I try really hard not to be an angry person these days.
I spent a lot of time as a young person being angry about a lot of things.
Civil rights and race relations, having grown up in the inner city of Detroit, where it was difficult being neither White nor Black. Latinos had not yet figured into the equation that far north in the 50’s and 60’s.
Women’s equality, which hit me hard as a smart teen girl and young woman in my 20’s trying to get taken seriously by employers.
The already begun assault on public education, which was my salvation from my refugee-immigrant family status, where we were diligently rescuing family members from the Communists.
But damn, it’s hard these days not to be angry when we seem to be on a very slippery slope, sliding backwards on the gains we achieved decades ago. A recent slogan seen on protestors’ signs asks, “Why am I still fighting this sh*t today?”

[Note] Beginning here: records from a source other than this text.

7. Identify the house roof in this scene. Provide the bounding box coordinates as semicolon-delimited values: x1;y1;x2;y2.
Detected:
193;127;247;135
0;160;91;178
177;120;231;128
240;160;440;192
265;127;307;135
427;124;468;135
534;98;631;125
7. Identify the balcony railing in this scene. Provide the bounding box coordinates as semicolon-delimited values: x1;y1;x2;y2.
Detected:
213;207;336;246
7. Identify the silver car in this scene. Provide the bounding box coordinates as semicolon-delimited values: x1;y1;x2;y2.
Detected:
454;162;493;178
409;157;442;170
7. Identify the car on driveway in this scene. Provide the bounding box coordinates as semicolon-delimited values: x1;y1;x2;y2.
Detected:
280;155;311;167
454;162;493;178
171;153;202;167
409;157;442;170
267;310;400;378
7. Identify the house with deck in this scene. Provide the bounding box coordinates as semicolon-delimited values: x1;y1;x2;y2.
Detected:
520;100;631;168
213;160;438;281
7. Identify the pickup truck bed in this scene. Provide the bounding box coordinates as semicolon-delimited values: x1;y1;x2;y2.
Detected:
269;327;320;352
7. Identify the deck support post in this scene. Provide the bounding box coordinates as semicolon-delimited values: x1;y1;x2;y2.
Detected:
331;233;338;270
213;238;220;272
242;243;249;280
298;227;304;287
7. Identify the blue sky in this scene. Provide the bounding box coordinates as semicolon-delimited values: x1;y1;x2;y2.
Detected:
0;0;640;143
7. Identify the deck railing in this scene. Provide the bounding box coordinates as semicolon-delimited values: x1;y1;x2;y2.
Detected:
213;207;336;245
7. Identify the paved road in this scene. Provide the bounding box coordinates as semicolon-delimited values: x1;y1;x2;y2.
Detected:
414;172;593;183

I think about the so-called racial minorities, now not so minor in numbers and growing, who are justifiably angry these days. My hope is that we channel that anger into some constructive social justice efforts.

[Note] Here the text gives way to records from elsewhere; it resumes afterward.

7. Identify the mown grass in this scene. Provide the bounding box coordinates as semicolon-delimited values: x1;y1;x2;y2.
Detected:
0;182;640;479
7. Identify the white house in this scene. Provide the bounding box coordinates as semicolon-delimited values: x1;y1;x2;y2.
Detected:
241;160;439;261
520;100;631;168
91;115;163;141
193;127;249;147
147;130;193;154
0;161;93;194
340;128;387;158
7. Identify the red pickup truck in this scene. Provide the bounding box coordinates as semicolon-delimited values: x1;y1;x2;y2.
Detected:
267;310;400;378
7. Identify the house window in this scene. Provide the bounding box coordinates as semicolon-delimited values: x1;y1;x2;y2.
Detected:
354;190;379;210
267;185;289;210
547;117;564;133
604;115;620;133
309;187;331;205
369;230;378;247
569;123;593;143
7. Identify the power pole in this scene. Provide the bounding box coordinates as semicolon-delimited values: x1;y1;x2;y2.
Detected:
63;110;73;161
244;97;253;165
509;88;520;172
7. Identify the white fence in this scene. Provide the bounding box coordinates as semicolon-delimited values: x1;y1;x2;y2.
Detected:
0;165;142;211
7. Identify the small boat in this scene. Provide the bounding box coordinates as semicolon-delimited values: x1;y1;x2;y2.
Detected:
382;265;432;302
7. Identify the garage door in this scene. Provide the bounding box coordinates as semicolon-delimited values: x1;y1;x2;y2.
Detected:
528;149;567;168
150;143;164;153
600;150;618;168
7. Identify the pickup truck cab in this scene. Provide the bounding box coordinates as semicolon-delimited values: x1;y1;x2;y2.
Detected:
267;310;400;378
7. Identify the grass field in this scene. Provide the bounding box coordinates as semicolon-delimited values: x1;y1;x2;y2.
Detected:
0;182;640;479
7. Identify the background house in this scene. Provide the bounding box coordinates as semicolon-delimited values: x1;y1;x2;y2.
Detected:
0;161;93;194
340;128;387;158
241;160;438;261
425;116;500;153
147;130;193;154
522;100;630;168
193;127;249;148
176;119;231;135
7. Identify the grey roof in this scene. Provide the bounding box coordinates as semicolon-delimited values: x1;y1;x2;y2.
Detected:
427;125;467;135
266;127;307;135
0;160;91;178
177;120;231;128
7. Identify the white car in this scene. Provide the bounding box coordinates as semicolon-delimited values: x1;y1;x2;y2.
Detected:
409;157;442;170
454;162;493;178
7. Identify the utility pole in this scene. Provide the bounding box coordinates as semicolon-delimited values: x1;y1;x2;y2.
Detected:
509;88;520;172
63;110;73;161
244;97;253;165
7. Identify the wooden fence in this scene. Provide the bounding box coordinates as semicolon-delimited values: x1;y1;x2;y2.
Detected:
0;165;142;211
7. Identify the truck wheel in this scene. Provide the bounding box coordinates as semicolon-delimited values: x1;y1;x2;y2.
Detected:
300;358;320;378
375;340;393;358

We need to get educated and involved in the political process, locally, regionally, and nationally, even when the process is fraught with cronyism, racism, and bullying. I think we need to come together with other people who are like us and not like us, who are willing to be allies to fight for the same causes and candidates that we care about.
I think we need to put our money and our time where our hearts are, if not for ourselves, then for the generations that will follow us. The sacrifice is worth it, even if you don’t personally benefit. Numbers count, if for no other reason than to lift up the hopes of those who share our dreams.
We need to spread the word about the things that we find wrong with our communities and dialogue with others about how we can address those issues and find creative solutions together. Not every problem requires a new law. Sometimes the old laws just need to be enforced. Sometimes the community just needs to be in conversation and seek to find common ground.
But together - talking with one another, breaking bread together, writing letters, signing petitions, marching, and protesting together – is what we need to be doing. We must not let the powers of greed be used to divide us and refocus our attention away from the power of unity in fighting for justice, equality, and dignity for everyone.
If not us, then who? If not now, then when? I look around, and there's only you and me, my friend.